Taking it personally

A lot has already been written about Joseph Bottum’s essay, “The Things We Share,” and it’s worth the attention it’s received from all sides.  I won’t try to intuit Bottum’s intent, or explicate his reasoning.  The piece speaks for itself, and has a lot to say.

One thread of his thought in particular sticks with me.  He takes time that many people do not to consider the “perceived offense” lesbians and gay men take to the arguments in favor of heterosexual-only marriage, and mentions Bruce Bawer and David Boaz among many who have taken umbrage at things he has written.  The essay was prompted by the deteriorated relationship he had with a gay friend.

Bottum is troubled by this unintended response.  He does not mean to give offense, and I see little reason to doubt that.  He will never be a champion of same-sex marriage, but he doesn’t seem to have a homophobic bone in his body.

So is the offense strictly on us?  Are we being overly sensitive?

I think this question marks the primary disconnect between those who genuinely dislike or fear homosexuality and those who are struggling in good faith with a hard social and moral issue.

And I’d pose the answer as a further question: When it comes to marriage, how could we not take our exclusion personally?  What kind of human beings would we have to be to not experience some level of offense?

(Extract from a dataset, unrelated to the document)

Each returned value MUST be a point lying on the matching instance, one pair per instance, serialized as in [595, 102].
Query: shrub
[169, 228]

You don’t have to have read Jonathan Rauch’s “Denial: My 25 Years Without a Soul” (though you should) to understand how important this is.  Lesbians and gay men are, first of all, human, with all that entails.  Our sexual orientation is fully bound up in our humanity.  When we are treated – or treat ourselves – as if we are heterosexual, one of the most fundamental parts of our entire humanity is distorted, and the corrosive effects compound from that.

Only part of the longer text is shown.